June 11 I Thursday
Ezra 1-2
John 19:23-42

“What is your life? You are a mist that appears for a little while and then vanishes.” —James 4:14

Most of us will agree the older we get the faster time flies. James says our lives are not only exceedingly brief but exceedingly precarious. He writes, “Now listen, you who say, ‘Today or tomorrow we will go to this or that city, spend a year there, carry on business and make money.’” He then expresses the folly of that thought, “Why, you do not even know what will happen tomorrow” (James 4:13-14).
What James is saying is that we make our plans as though our lives are never ending and as if we are in charge. The Bible talks quite a bit about the brevity of life. Job 7:7 says, “…my life is but a breath.” Psalm 102:3 says, “For my days vanish like smoke...” Moses gives a remarkably accurate comment on the average lifespan that still exists today. He says, “Our days may come to seventy years, or eighty, if our strength endures…” (Psalm 90:10).
Nothing wakes us up to what is important in life than when we are facing death. No one on their deathbed says, “I wish I had spent more time in the office.” Someone else once said, “If you live each day as if it was your last, one day you will be right.” We are not privy to when that day comes, but the truth is we do not know how to live well until we know how to face death. C.S. Lewis once said, “There are, aren’t there, only three things we can do about death: to desire it, to fear it, or to ignore it.” The gospel of Jesus Christ actually encourages us to desire it, and it is the fool who ignores it. Though we do not usually like to talk about death, we need to be ready for it practically, emotionally and spiritually, and there is no better way than to have the mindset of Paul: “…to die is gain” (Philippians 1:21).
Until that day comes, how do we live this life? James 4:15 tells us, “Instead, you ought to say, ‘If it is the Lord’s will, we will live and do this or that.’” “If it is the Lord’s will…” is the key, because the Lord does have a will for our lives. The two letters DV, commonly used for digital video, is actually Latin for Deo volente, which means “God willing.” This avoids the folly of thinking we can create our own destinies and are somehow invincible.

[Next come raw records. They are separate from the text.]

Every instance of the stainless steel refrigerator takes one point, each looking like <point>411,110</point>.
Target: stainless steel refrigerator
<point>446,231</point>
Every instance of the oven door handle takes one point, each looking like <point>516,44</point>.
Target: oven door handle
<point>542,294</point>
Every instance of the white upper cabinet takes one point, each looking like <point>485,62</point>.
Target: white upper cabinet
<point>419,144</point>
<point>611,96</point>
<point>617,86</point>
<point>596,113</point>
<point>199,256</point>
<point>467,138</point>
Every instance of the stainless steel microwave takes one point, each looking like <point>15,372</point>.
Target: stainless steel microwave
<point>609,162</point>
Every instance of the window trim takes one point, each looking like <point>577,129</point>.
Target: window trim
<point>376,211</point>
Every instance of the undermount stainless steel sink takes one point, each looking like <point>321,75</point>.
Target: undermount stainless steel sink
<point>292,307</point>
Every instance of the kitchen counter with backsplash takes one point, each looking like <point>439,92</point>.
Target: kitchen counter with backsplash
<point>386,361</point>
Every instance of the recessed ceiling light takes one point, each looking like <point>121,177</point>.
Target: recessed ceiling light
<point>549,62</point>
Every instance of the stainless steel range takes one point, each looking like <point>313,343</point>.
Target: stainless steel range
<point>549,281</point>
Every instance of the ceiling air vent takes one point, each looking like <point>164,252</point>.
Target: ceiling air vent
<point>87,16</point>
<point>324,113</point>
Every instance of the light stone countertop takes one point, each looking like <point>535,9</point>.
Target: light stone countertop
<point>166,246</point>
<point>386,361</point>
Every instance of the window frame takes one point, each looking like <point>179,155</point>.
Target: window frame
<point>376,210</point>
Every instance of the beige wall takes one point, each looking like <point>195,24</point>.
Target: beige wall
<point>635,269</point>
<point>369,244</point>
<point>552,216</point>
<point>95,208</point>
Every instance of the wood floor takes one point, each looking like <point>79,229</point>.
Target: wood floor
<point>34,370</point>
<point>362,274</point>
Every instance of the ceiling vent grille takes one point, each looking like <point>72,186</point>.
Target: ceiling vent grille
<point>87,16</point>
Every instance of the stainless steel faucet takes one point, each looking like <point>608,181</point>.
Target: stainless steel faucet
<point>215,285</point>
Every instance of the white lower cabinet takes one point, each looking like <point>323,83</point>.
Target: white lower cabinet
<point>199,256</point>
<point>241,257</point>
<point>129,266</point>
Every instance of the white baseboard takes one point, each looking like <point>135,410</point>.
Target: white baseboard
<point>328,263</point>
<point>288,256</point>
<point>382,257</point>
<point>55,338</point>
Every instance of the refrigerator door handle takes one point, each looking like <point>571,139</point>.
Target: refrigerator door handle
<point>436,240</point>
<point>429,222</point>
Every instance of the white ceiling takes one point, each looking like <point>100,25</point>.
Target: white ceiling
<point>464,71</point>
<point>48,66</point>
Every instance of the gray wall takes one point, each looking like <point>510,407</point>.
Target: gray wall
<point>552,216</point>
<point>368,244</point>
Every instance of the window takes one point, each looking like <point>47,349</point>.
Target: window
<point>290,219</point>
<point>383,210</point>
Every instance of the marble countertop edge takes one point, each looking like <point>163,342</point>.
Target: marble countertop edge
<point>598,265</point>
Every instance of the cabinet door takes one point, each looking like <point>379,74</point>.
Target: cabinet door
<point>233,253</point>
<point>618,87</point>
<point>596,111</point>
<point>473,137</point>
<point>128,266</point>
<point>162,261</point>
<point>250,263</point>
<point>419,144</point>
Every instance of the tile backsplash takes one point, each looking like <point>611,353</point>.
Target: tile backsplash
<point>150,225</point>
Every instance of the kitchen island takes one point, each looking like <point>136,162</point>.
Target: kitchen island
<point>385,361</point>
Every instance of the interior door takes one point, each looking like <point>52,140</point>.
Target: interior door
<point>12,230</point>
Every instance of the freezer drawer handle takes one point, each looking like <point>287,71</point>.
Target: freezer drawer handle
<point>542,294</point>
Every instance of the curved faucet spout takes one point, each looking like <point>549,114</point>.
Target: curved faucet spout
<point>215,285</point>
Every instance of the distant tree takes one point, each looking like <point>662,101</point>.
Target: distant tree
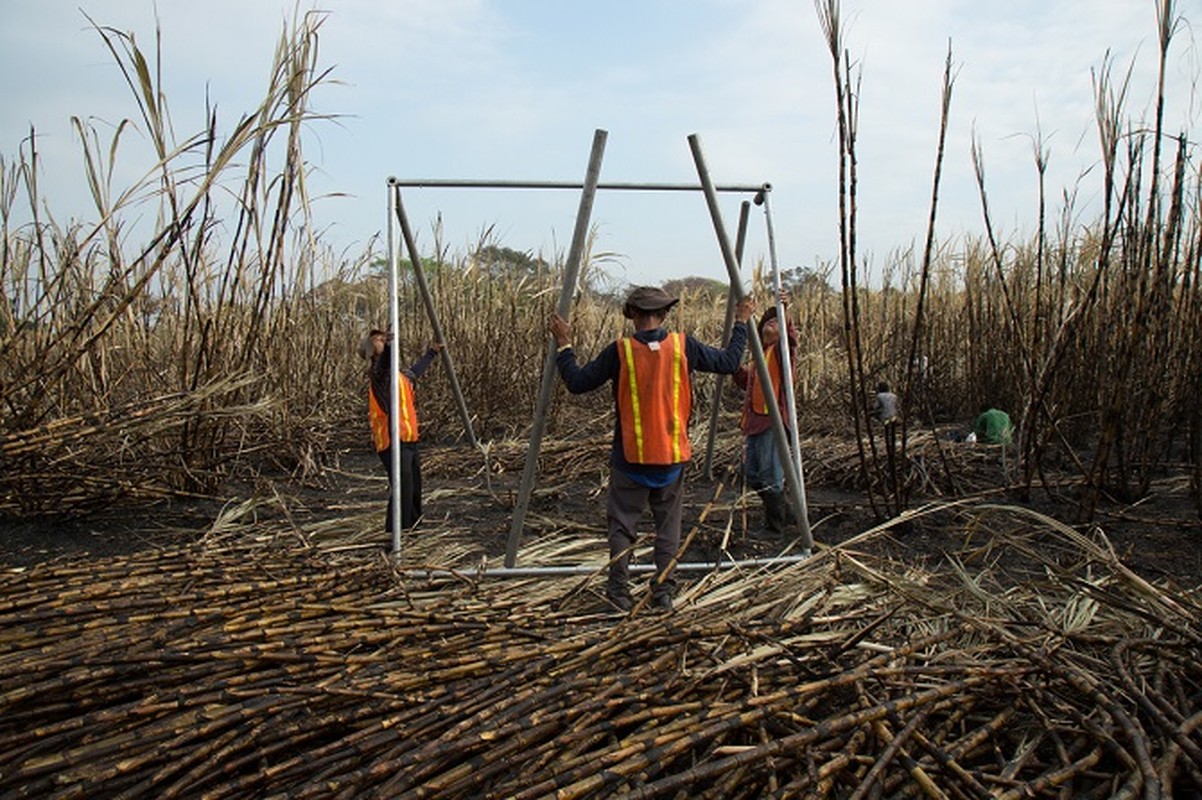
<point>379,267</point>
<point>506,262</point>
<point>807,280</point>
<point>695,285</point>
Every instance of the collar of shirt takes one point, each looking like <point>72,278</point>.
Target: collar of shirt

As Christians, our lives have been surrendered to Jesus Christ, and whether we live to be 20, 40, 70 or 90 years of age is not going to make a difference when we arrive in heaven. Our lives belong to Jesus. We are in His hands and His will prevails.
Prayer: Lord God, forgive me for thinking that I am in control of this life. Help me to live with the mindset of Deo volente, remembering that You are ultimately in control. Thank You, Lord.